Uber drivers in Calgary are being told to “get ready to drive,” despite rideshare bylaw amendments that must still be approved by city council.

An email sent to drivers Wednesday begins with “Good news!” and states that if recently proposed changes to the city’s bylaw are passed, Uber could return to Calgary.

The latest message comes after Calgarians who signed up to drive with Uber were invited via e-mail and text to information sessions last month to complete their accounts with needed documents like vehicle insurance and a driver’s licence.

The push to get drivers’ accounts in order and build up hype for a potential December launch follows a mid-October Livery Transport Advisory Committee (LTAC) meeting in which taxi drivers blasted rideshare giant Uber and opposed changes administration wants to make to the fee structure of the rideshare bylaw.

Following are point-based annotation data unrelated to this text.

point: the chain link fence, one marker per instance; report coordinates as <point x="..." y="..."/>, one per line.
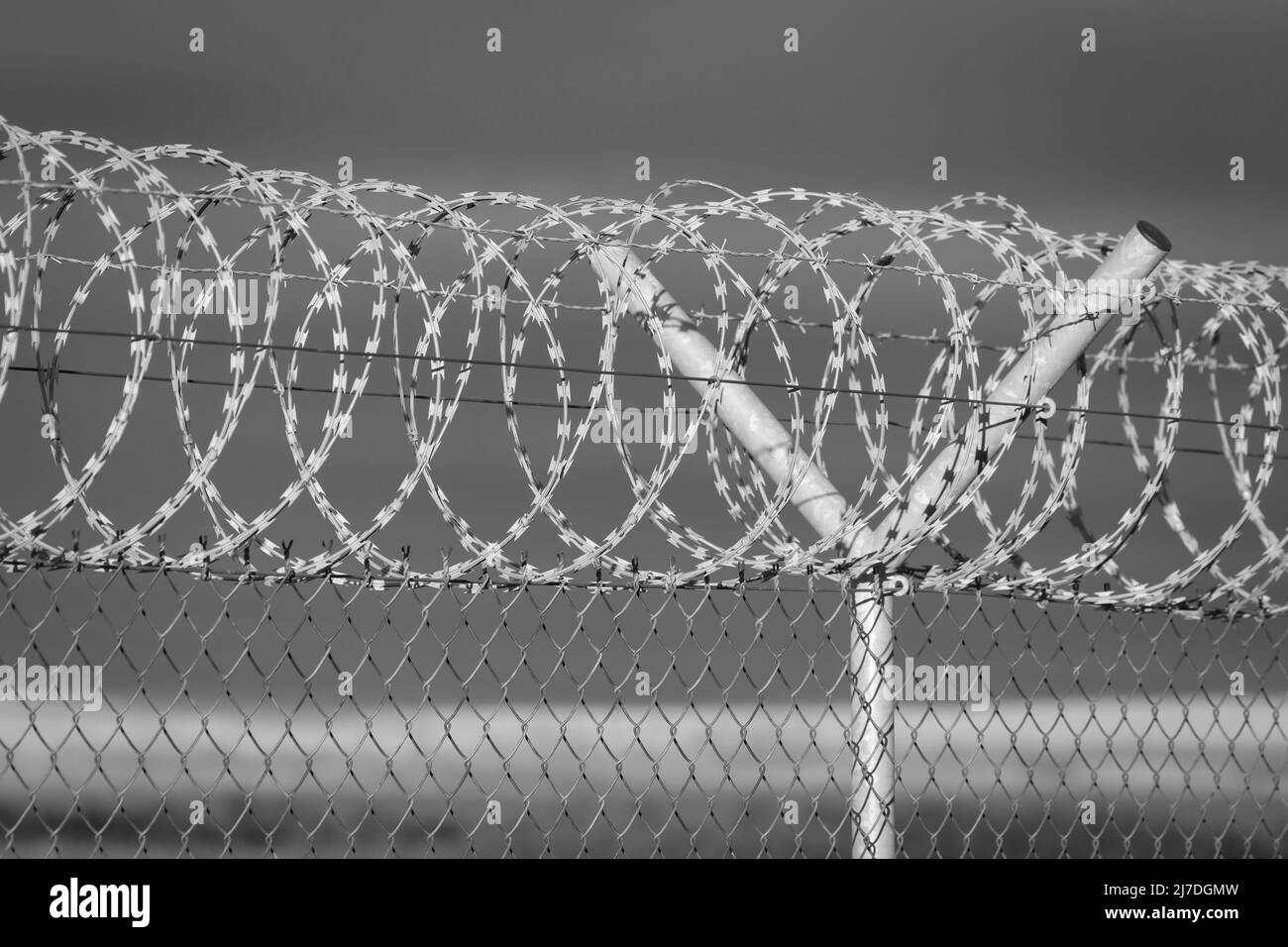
<point x="481" y="719"/>
<point x="956" y="554"/>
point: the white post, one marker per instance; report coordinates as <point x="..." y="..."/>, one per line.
<point x="823" y="505"/>
<point x="943" y="482"/>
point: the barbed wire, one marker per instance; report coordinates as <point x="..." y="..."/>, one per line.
<point x="170" y="231"/>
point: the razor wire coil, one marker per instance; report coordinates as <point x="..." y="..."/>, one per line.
<point x="156" y="227"/>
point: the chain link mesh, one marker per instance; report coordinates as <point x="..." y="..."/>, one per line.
<point x="648" y="681"/>
<point x="529" y="697"/>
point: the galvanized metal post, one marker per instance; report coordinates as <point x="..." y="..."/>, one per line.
<point x="823" y="506"/>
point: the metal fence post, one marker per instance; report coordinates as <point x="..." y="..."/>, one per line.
<point x="823" y="506"/>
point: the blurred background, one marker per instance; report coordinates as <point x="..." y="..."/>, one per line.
<point x="227" y="693"/>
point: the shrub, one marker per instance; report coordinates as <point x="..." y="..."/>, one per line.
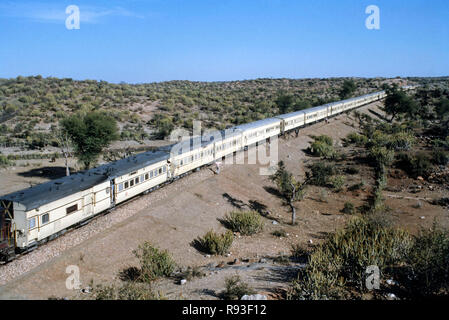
<point x="415" y="165"/>
<point x="4" y="161"/>
<point x="298" y="252"/>
<point x="342" y="259"/>
<point x="154" y="263"/>
<point x="382" y="156"/>
<point x="126" y="291"/>
<point x="191" y="273"/>
<point x="235" y="288"/>
<point x="348" y="208"/>
<point x="213" y="243"/>
<point x="358" y="139"/>
<point x="401" y="141"/>
<point x="245" y="222"/>
<point x="352" y="170"/>
<point x="322" y="147"/>
<point x="357" y="186"/>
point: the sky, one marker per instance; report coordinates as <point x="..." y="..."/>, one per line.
<point x="138" y="41"/>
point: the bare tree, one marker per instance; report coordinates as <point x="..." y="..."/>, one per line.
<point x="289" y="188"/>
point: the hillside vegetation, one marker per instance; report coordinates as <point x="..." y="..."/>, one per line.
<point x="31" y="107"/>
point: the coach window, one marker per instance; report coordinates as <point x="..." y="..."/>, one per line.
<point x="31" y="223"/>
<point x="45" y="218"/>
<point x="71" y="209"/>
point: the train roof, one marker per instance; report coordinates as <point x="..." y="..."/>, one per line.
<point x="39" y="195"/>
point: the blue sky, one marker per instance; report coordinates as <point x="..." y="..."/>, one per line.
<point x="206" y="40"/>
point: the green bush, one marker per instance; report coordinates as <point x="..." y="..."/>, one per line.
<point x="320" y="173"/>
<point x="401" y="141"/>
<point x="214" y="243"/>
<point x="279" y="233"/>
<point x="348" y="208"/>
<point x="382" y="156"/>
<point x="415" y="165"/>
<point x="357" y="139"/>
<point x="337" y="183"/>
<point x="440" y="157"/>
<point x="322" y="147"/>
<point x="352" y="170"/>
<point x="5" y="162"/>
<point x="125" y="291"/>
<point x="245" y="222"/>
<point x="428" y="272"/>
<point x="154" y="263"/>
<point x="235" y="289"/>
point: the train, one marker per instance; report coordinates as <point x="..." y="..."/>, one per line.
<point x="33" y="216"/>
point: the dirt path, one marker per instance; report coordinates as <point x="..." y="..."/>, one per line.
<point x="175" y="215"/>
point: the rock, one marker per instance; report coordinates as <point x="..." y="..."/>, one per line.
<point x="391" y="296"/>
<point x="254" y="297"/>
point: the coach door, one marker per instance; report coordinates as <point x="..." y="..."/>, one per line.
<point x="7" y="237"/>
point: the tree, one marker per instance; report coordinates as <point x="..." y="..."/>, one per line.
<point x="65" y="144"/>
<point x="290" y="189"/>
<point x="347" y="89"/>
<point x="90" y="134"/>
<point x="398" y="102"/>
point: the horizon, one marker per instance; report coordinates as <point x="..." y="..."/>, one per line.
<point x="142" y="42"/>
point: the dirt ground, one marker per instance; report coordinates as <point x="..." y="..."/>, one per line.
<point x="173" y="216"/>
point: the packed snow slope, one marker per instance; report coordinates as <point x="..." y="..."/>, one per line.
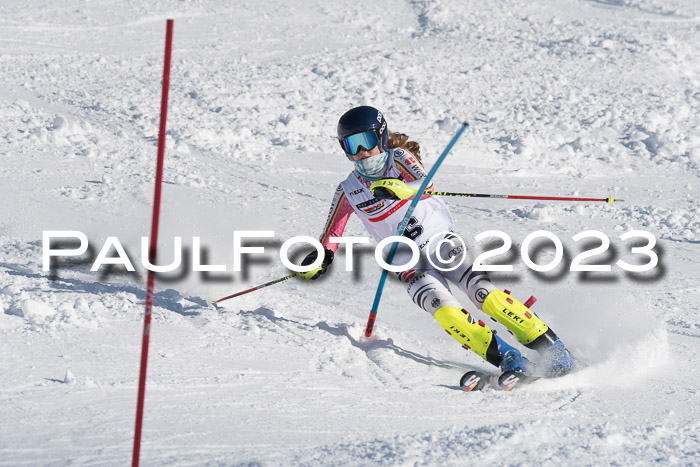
<point x="564" y="97"/>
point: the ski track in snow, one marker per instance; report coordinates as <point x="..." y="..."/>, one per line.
<point x="565" y="98"/>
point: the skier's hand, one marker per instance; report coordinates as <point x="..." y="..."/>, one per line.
<point x="316" y="273"/>
<point x="392" y="188"/>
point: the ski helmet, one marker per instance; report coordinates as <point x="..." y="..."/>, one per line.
<point x="359" y="120"/>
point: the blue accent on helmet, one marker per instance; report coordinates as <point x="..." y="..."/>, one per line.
<point x="359" y="120"/>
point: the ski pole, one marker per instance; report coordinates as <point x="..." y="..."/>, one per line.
<point x="609" y="199"/>
<point x="256" y="287"/>
<point x="404" y="224"/>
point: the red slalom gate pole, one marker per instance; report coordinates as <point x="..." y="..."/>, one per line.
<point x="154" y="244"/>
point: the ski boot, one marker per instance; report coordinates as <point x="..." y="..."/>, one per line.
<point x="514" y="368"/>
<point x="511" y="358"/>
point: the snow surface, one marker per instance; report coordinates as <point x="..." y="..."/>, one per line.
<point x="567" y="97"/>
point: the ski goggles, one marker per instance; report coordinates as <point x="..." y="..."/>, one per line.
<point x="366" y="140"/>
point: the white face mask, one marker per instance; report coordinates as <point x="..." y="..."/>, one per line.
<point x="372" y="168"/>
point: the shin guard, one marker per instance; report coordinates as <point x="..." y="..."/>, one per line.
<point x="473" y="335"/>
<point x="520" y="321"/>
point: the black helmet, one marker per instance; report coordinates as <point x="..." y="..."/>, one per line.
<point x="361" y="119"/>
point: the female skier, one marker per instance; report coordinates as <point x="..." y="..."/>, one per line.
<point x="387" y="173"/>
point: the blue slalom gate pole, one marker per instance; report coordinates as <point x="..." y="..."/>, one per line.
<point x="404" y="224"/>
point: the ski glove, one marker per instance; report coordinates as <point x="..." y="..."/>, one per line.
<point x="392" y="188"/>
<point x="316" y="273"/>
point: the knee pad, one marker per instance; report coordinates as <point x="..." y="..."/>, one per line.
<point x="524" y="324"/>
<point x="473" y="335"/>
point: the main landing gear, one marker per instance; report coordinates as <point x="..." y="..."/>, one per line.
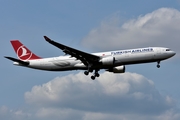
<point x="158" y="64"/>
<point x="96" y="74"/>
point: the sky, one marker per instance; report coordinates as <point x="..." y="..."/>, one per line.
<point x="143" y="92"/>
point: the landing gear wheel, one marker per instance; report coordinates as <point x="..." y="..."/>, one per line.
<point x="97" y="74"/>
<point x="93" y="77"/>
<point x="86" y="72"/>
<point x="158" y="66"/>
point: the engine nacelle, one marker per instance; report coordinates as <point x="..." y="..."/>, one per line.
<point x="108" y="60"/>
<point x="118" y="69"/>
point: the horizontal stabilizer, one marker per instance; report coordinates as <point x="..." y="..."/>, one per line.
<point x="17" y="60"/>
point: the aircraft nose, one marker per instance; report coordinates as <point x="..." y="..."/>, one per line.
<point x="173" y="53"/>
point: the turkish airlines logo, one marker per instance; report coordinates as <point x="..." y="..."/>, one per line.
<point x="23" y="53"/>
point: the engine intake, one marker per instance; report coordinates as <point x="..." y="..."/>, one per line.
<point x="118" y="69"/>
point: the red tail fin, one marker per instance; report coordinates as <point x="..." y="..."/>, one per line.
<point x="22" y="51"/>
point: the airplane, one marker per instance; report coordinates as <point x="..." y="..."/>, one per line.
<point x="112" y="61"/>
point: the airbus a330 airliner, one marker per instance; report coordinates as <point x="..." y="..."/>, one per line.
<point x="112" y="61"/>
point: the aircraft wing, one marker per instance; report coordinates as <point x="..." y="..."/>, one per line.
<point x="86" y="58"/>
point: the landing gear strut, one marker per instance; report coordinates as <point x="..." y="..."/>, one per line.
<point x="158" y="64"/>
<point x="96" y="74"/>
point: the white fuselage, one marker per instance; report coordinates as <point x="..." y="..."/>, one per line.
<point x="122" y="57"/>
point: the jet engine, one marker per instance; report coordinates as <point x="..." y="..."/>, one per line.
<point x="118" y="69"/>
<point x="108" y="60"/>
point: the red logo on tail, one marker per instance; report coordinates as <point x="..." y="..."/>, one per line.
<point x="23" y="53"/>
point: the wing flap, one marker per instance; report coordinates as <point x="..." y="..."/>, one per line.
<point x="86" y="58"/>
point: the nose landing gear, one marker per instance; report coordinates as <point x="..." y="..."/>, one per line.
<point x="158" y="64"/>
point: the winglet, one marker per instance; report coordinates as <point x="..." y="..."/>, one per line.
<point x="47" y="39"/>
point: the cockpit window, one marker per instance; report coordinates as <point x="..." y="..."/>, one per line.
<point x="168" y="49"/>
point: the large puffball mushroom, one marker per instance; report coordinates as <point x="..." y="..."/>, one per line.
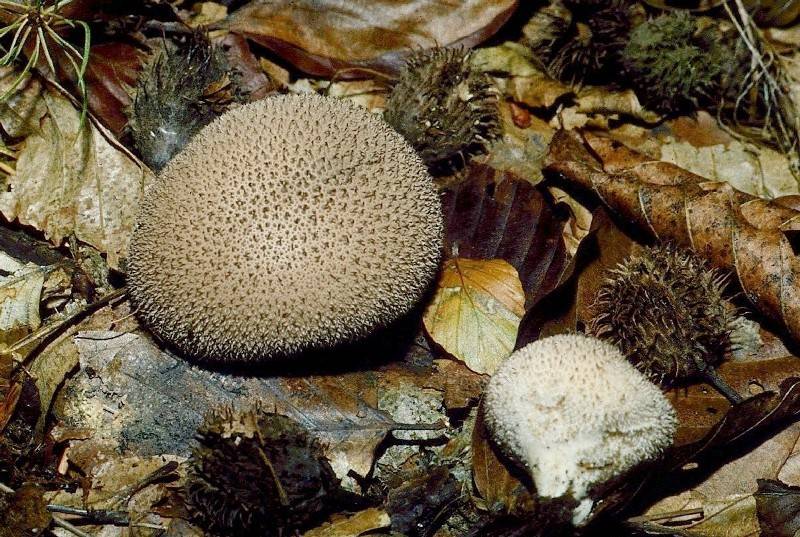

LTAC ultimately didn’t make any decisions about the proposed rule changes at that meeting.

Instead, the group asked city administration for more time to consider the options, which they will discuss again at their Nov. 18 meeting before the matter is expected to go before city council. 

“If these proposed changes are brought to city council and passed in November, Uber can launch by early December just before the holiday season,” Uber spokesman Jean-Christophe de Le Ru said in a statement Wednesday.

Coun. Evan Woolley, the lone dissenting vote on council when the new bylaw was passed in a 14-1 vote in February, said once council makes a decision, Uber could “move quite quickly.”

The proposed changes to how fees are paid were pitched by city administration in October, eight months after council paved the way for ride-share companies to operate with a bylaw touted by the mayor as a 21st-century model other cities would emulate, and one Uber labeled unworkable and abandoned the Calgary market over.

Last week, Mayor Naheed Nenshi said the proposed bylaw amendments are “very, very minor.”

“The city has not compromised on any of its core principles on issues of safety, of insurance, of inspection, and so on,” Nenshi said.